Highway Dust
By Ari Eastman
Elko, Nevada is home to the world’s largest dead polar bear. Apparently his name is White King – a name I’d guess they gave to him after he was slaughtered. Weird thing to do. Name something you’ve put an end to.
White King is massive, as one would imagine. He stands a whopping 10 feet in a glass case smack in the middle of Commercial Hotel and Casino.
I only know this information because I once Googled: WEIRD ROAD TRIP ATTRACTIONS and – boom – there he was. Glorious and beautiful, his ivory fur brushed out. His outstretched claws and arms that could probably kill you in an instant.

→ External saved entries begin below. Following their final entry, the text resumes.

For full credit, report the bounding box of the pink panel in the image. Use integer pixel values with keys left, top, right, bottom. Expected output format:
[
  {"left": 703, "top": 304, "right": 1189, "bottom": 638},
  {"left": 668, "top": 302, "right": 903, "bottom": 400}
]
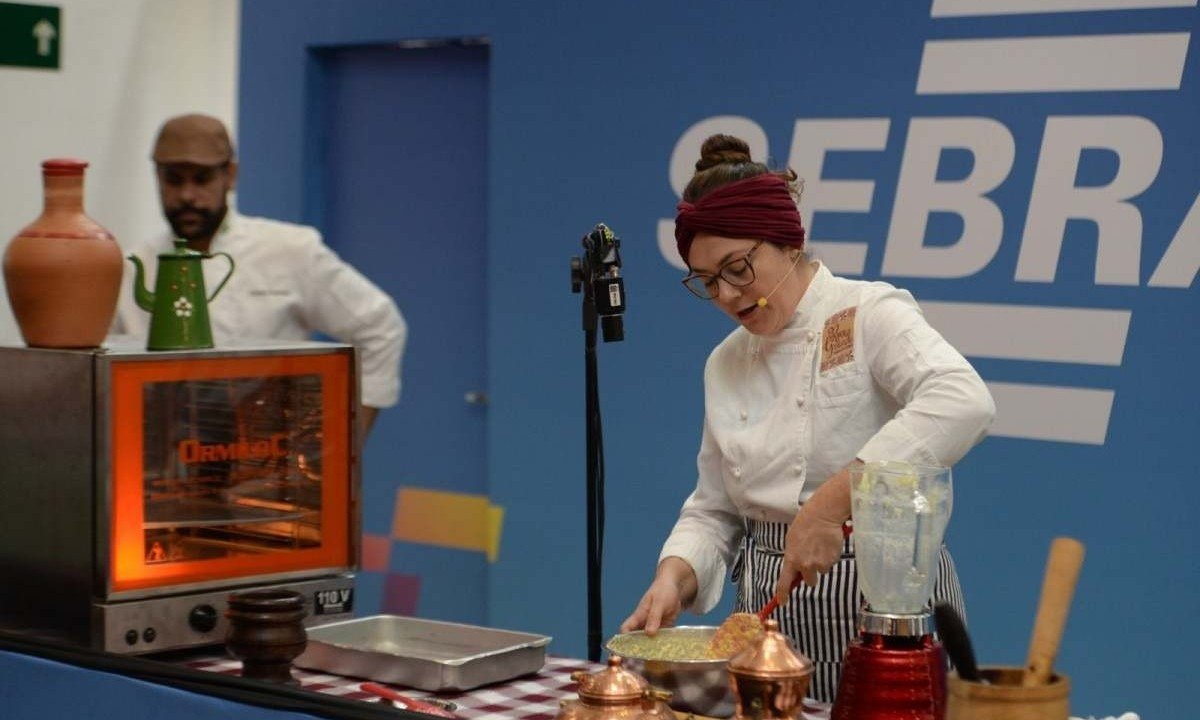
[
  {"left": 360, "top": 533, "right": 392, "bottom": 572},
  {"left": 382, "top": 573, "right": 422, "bottom": 616}
]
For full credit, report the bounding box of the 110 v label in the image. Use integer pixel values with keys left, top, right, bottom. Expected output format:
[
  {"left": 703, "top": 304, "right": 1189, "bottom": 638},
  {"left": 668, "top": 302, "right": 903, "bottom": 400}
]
[{"left": 314, "top": 588, "right": 354, "bottom": 615}]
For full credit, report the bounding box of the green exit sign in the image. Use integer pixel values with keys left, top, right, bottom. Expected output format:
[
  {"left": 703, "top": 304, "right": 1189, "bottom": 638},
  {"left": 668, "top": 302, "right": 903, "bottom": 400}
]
[{"left": 0, "top": 2, "right": 60, "bottom": 70}]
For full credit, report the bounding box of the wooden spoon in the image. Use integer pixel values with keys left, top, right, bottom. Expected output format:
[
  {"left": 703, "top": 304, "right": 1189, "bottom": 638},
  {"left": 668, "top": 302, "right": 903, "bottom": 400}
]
[{"left": 1022, "top": 536, "right": 1085, "bottom": 686}]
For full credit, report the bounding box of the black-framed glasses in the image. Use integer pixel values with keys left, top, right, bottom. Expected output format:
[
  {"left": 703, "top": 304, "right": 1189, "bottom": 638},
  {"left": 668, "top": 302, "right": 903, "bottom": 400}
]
[{"left": 681, "top": 240, "right": 765, "bottom": 300}]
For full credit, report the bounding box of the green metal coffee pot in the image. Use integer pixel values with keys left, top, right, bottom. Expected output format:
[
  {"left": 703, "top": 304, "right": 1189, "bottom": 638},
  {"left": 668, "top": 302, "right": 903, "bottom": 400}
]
[{"left": 127, "top": 239, "right": 235, "bottom": 350}]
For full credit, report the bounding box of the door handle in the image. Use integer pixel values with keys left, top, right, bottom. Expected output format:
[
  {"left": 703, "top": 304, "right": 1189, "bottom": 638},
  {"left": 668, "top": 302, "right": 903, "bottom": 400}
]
[{"left": 464, "top": 391, "right": 489, "bottom": 406}]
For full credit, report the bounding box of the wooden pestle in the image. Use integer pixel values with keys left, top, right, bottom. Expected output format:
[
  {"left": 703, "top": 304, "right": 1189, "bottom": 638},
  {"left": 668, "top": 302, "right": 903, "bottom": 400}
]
[{"left": 1022, "top": 537, "right": 1085, "bottom": 686}]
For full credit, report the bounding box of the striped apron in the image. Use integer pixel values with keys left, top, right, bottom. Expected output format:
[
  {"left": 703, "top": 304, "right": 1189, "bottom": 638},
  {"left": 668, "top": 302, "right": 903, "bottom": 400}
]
[{"left": 731, "top": 519, "right": 967, "bottom": 703}]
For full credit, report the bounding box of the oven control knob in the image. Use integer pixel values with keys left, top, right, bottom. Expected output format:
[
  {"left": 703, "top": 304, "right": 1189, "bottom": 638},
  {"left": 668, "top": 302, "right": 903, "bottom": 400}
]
[{"left": 189, "top": 604, "right": 219, "bottom": 633}]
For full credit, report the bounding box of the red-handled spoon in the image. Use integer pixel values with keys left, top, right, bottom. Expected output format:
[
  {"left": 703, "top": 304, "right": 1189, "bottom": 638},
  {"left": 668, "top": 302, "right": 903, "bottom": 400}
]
[
  {"left": 708, "top": 522, "right": 852, "bottom": 656},
  {"left": 360, "top": 683, "right": 460, "bottom": 718},
  {"left": 756, "top": 521, "right": 853, "bottom": 620}
]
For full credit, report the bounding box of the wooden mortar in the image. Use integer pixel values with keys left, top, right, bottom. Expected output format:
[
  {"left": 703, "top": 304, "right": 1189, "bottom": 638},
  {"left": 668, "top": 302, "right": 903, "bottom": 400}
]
[{"left": 947, "top": 667, "right": 1069, "bottom": 720}]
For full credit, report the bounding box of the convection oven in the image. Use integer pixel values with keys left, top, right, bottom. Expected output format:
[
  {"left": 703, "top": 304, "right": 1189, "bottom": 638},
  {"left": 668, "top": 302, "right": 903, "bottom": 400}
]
[{"left": 0, "top": 341, "right": 360, "bottom": 653}]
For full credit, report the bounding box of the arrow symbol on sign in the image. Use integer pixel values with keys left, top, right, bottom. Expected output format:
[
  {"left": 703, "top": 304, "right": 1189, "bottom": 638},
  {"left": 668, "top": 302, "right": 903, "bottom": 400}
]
[{"left": 32, "top": 19, "right": 56, "bottom": 57}]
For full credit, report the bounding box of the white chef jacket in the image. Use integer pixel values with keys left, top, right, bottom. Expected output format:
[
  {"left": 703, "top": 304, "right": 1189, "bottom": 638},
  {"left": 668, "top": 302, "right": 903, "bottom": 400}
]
[
  {"left": 111, "top": 211, "right": 407, "bottom": 409},
  {"left": 660, "top": 262, "right": 994, "bottom": 613}
]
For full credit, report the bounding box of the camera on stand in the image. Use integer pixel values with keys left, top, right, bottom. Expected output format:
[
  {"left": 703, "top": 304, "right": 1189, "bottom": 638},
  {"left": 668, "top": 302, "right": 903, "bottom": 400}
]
[
  {"left": 568, "top": 222, "right": 626, "bottom": 661},
  {"left": 571, "top": 223, "right": 625, "bottom": 343}
]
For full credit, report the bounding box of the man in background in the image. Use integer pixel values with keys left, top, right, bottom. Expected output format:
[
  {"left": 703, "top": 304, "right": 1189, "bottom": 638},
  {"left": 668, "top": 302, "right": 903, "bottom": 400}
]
[{"left": 111, "top": 113, "right": 406, "bottom": 433}]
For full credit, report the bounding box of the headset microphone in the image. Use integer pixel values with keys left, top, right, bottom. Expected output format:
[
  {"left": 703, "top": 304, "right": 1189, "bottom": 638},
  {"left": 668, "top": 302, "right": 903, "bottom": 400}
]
[{"left": 756, "top": 250, "right": 805, "bottom": 308}]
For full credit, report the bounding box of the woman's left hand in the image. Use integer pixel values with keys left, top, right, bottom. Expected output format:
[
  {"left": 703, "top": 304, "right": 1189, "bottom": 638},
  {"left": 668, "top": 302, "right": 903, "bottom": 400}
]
[
  {"left": 775, "top": 509, "right": 845, "bottom": 597},
  {"left": 773, "top": 462, "right": 856, "bottom": 603}
]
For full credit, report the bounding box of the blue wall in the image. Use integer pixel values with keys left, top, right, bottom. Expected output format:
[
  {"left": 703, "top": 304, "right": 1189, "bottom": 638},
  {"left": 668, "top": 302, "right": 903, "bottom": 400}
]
[{"left": 239, "top": 3, "right": 1199, "bottom": 717}]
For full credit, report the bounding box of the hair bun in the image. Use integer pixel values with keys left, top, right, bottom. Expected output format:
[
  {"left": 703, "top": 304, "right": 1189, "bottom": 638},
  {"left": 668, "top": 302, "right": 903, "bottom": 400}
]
[{"left": 695, "top": 134, "right": 752, "bottom": 172}]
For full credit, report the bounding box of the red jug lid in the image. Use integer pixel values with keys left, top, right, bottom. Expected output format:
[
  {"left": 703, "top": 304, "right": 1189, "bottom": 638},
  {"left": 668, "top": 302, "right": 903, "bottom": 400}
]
[{"left": 42, "top": 158, "right": 89, "bottom": 175}]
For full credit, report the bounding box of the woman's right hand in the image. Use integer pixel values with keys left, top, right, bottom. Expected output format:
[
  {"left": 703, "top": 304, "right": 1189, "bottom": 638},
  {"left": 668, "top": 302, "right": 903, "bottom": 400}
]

We planned to go driving all over California that one summer. We promised to stop at every fruit stand and mystery house advertised on peeling billboards. You’d let me DJ, mostly. We’d take turns at the wheel and sliding our hands into the crease underneath each other’s knees. Had we ventured outside California, you can be damn sure we’d stop in Elko. I would have read White King’s story and cried about his untimely death. You’d hug me, tell me some made up story to make me feel better. Something like, “Well, he was actually already sick and they were putting him out of his misery!” You did that, you know? You soothed even my most irrational pain.
I think about all the highways we never drove on together. It’s all dust in the back of my mind. There’s a dirt road and a car flinging gravel as it speeds off. Nothing we promised, though.
Just regrets. Just moments never fully realized.